The substitution method

Substitution is often easiest when one equation already gives a variable in terms of the other.

The graphical method

Each linear equation is a straight line. Plotting both lines, their point of intersection gives the simultaneous solution, because that point lies on both lines. If the lines are parallel they never meet, so there is no solution; if they are the same line, there are infinitely many. The graphical method is approximate unless the intersection falls on exact grid points, so it is usually a way to check rather than to find exact answers.

One linear and one quadratic (Higher)

When one equation is quadratic and the other linear, substitution is the method. Rearrange the linear equation for one variable and substitute into the quadratic, producing a single quadratic equation in one unknown. Solve it (by factorising or the formula), then substitute each solution back into the linear equation to find the paired value. Because a line can cut a curve in two places, expect up to two solution pairs. Geometrically, you are finding where a straight line meets a parabola or circle.

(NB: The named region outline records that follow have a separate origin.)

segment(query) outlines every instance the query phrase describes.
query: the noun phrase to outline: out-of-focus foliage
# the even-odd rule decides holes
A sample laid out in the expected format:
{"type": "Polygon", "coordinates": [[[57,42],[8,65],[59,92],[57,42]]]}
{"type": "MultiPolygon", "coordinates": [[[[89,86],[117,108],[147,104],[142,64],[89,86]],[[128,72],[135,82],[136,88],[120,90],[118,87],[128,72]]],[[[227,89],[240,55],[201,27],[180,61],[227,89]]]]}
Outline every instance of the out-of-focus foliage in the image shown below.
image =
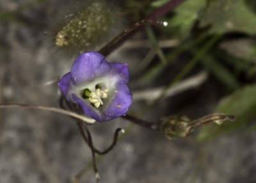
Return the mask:
{"type": "Polygon", "coordinates": [[[244,87],[224,98],[216,106],[216,111],[227,114],[234,114],[234,123],[222,125],[208,125],[197,136],[199,141],[211,139],[223,132],[232,132],[241,129],[256,119],[256,84],[244,87]]]}
{"type": "Polygon", "coordinates": [[[201,26],[211,25],[211,33],[256,33],[256,16],[244,0],[209,1],[200,20],[201,26]]]}
{"type": "Polygon", "coordinates": [[[175,33],[179,36],[188,36],[205,6],[205,0],[188,0],[184,2],[175,9],[175,15],[168,20],[170,28],[177,28],[175,33]]]}

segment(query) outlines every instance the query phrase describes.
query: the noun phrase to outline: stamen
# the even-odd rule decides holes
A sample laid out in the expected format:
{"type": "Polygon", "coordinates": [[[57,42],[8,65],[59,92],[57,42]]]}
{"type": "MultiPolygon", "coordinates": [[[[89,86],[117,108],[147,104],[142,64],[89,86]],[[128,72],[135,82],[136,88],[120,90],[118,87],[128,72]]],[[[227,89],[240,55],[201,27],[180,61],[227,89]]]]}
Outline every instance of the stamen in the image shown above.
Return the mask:
{"type": "Polygon", "coordinates": [[[94,104],[98,108],[100,105],[103,105],[102,99],[108,98],[108,92],[109,91],[108,88],[105,90],[96,89],[95,92],[91,92],[89,101],[94,104]]]}

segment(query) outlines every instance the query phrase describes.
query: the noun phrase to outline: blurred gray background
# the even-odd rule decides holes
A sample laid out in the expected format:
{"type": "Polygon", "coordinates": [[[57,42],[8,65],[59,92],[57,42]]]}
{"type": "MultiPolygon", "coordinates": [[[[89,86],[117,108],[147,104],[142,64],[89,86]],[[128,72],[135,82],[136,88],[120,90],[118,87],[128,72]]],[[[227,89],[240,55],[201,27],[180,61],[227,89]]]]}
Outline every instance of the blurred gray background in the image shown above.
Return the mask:
{"type": "MultiPolygon", "coordinates": [[[[11,11],[28,1],[1,0],[0,6],[11,11]]],[[[45,84],[58,81],[72,61],[51,52],[44,42],[49,12],[58,4],[48,1],[23,12],[19,19],[19,19],[0,21],[1,104],[58,107],[56,81],[45,84]]],[[[109,60],[120,58],[132,71],[141,55],[120,49],[109,60]]],[[[166,113],[195,118],[211,113],[220,99],[218,91],[212,92],[218,87],[214,82],[205,83],[177,95],[143,118],[154,122],[166,113]]],[[[143,106],[135,102],[130,113],[143,106]]],[[[95,146],[107,147],[117,127],[131,128],[131,123],[118,119],[92,126],[95,146]]],[[[255,140],[255,132],[239,132],[204,143],[196,142],[193,135],[168,140],[160,132],[134,125],[113,150],[98,161],[100,182],[256,182],[255,140]]],[[[1,183],[71,182],[90,164],[91,156],[69,117],[38,110],[1,109],[1,183]]],[[[95,182],[92,168],[79,181],[95,182]]]]}

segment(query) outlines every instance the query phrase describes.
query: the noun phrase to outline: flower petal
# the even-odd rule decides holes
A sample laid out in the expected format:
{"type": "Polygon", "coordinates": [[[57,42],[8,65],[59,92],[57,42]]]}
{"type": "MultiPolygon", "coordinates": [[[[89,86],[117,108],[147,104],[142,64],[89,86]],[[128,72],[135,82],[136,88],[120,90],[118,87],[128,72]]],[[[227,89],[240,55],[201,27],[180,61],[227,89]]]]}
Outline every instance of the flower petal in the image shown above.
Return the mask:
{"type": "Polygon", "coordinates": [[[102,115],[100,115],[97,113],[96,110],[93,107],[87,103],[86,101],[83,101],[81,99],[78,97],[76,94],[72,95],[73,99],[77,103],[77,104],[82,107],[85,115],[89,117],[95,119],[97,121],[101,122],[102,115]]]}
{"type": "Polygon", "coordinates": [[[130,73],[129,72],[128,64],[121,63],[118,62],[110,63],[110,65],[115,72],[116,72],[120,76],[124,78],[125,83],[127,83],[130,77],[130,73]]]}
{"type": "Polygon", "coordinates": [[[65,97],[70,101],[68,99],[68,90],[70,89],[70,83],[71,79],[71,73],[70,72],[67,73],[64,75],[60,81],[58,83],[60,90],[61,90],[62,93],[63,93],[65,97]]]}
{"type": "Polygon", "coordinates": [[[71,68],[71,76],[75,84],[92,81],[106,74],[111,67],[104,56],[97,52],[83,53],[76,60],[71,68]]]}
{"type": "Polygon", "coordinates": [[[111,102],[103,112],[108,116],[108,120],[121,116],[126,113],[130,107],[132,95],[124,81],[116,83],[116,92],[111,102]]]}

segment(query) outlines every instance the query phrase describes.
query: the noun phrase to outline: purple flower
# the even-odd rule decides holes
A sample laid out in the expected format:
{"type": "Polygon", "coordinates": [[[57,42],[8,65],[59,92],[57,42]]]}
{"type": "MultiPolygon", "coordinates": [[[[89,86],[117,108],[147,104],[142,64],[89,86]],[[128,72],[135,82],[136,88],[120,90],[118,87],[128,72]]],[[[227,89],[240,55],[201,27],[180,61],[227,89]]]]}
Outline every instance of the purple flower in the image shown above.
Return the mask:
{"type": "Polygon", "coordinates": [[[97,52],[80,54],[58,84],[66,99],[99,122],[124,115],[132,103],[127,63],[109,63],[97,52]]]}

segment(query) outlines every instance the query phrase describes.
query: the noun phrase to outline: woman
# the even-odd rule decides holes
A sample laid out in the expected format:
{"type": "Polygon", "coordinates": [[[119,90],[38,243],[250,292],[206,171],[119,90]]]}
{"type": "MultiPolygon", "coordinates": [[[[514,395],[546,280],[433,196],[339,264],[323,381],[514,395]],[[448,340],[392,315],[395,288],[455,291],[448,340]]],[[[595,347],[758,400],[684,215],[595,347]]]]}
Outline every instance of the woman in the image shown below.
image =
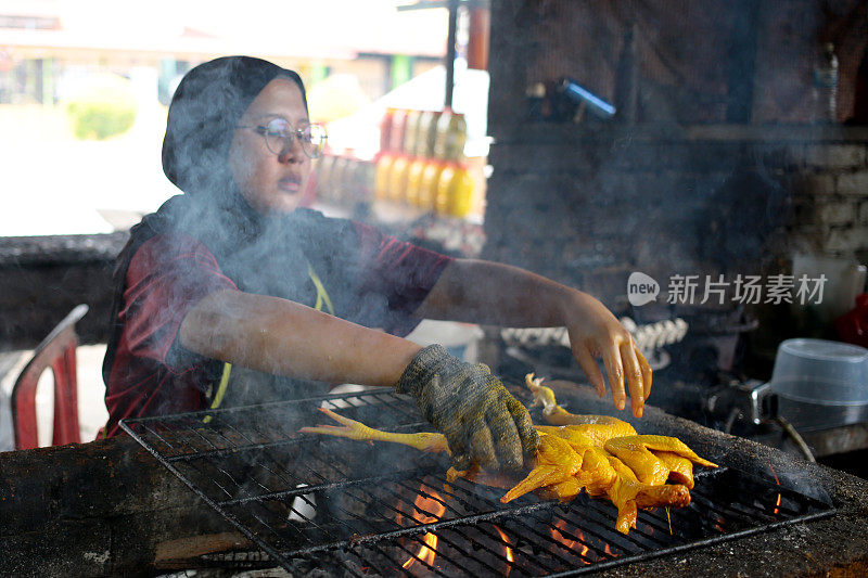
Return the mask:
{"type": "Polygon", "coordinates": [[[163,143],[164,171],[184,194],[132,229],[115,271],[106,435],[123,418],[347,382],[413,396],[459,467],[520,467],[538,444],[527,411],[484,365],[400,337],[422,318],[566,325],[598,393],[595,355],[615,404],[626,373],[641,415],[650,368],[592,297],[299,208],[320,136],[292,70],[231,56],[184,76],[163,143]]]}

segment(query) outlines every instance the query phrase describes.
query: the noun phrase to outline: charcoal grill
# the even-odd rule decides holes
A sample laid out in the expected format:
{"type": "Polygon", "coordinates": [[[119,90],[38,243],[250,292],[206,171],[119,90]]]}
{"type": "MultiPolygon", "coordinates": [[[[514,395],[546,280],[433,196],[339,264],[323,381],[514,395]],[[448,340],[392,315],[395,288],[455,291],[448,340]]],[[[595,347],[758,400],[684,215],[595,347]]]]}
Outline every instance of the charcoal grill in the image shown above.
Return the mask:
{"type": "Polygon", "coordinates": [[[248,548],[201,555],[193,566],[567,576],[834,513],[821,499],[780,486],[774,473],[720,467],[698,472],[688,508],[640,511],[637,528],[624,536],[607,501],[525,496],[502,504],[503,490],[448,484],[445,455],[298,434],[328,421],[319,407],[382,429],[431,429],[409,398],[380,391],[122,422],[250,540],[248,548]]]}

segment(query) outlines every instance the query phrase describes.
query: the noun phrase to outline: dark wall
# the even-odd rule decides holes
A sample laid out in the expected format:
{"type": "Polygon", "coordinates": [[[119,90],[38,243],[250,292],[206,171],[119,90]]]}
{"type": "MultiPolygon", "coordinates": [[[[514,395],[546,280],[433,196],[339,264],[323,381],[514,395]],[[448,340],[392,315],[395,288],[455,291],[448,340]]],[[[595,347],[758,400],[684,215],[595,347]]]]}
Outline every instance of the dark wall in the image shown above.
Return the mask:
{"type": "Polygon", "coordinates": [[[0,237],[0,350],[37,345],[79,304],[82,343],[104,343],[114,259],[127,233],[0,237]]]}
{"type": "Polygon", "coordinates": [[[610,306],[635,270],[665,284],[788,271],[794,252],[868,260],[868,129],[807,121],[818,7],[493,3],[485,255],[610,306]],[[733,53],[750,11],[755,47],[733,53]],[[635,117],[528,119],[528,86],[561,75],[613,100],[631,22],[635,117]]]}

A frequent Higher version pairs a line with a circle, such as $x^2 + y^2 = 25$ and $y = x + 1$. Substitute $y = x + 1$ into the circle: $x^2 + (x+1)^2 = 25$, which expands to $2x^2 + 2x - 24 = 0$, or $x^2 + x - 12 = 0$ after dividing by $2$. This factorises as $(x + 4)(x - 3) = 0$, so $x = -4$ or $x = 3$, giving the two crossing points $(-4, -3)$ and $(3, 4)$. The method is identical to the parabola case; only the quadratic that appears is different.

Try this

Q1. Solve $x + y = 10$ and $x - y = 4$. [3 marks]

• Cue. Add the equations: $2x = 14$, so $x = 7$; then $y = 3$.

Q2. Solve $y = x + 2$ and $y = x^2$. [3 marks]

• Cue. Set $x^2 = x + 2$, so $x^2 - x - 2 = 0$, giving $(x-2)(x+1) = 0$. Then $x = 2, y = 4$ or $x = -1, y = 1$.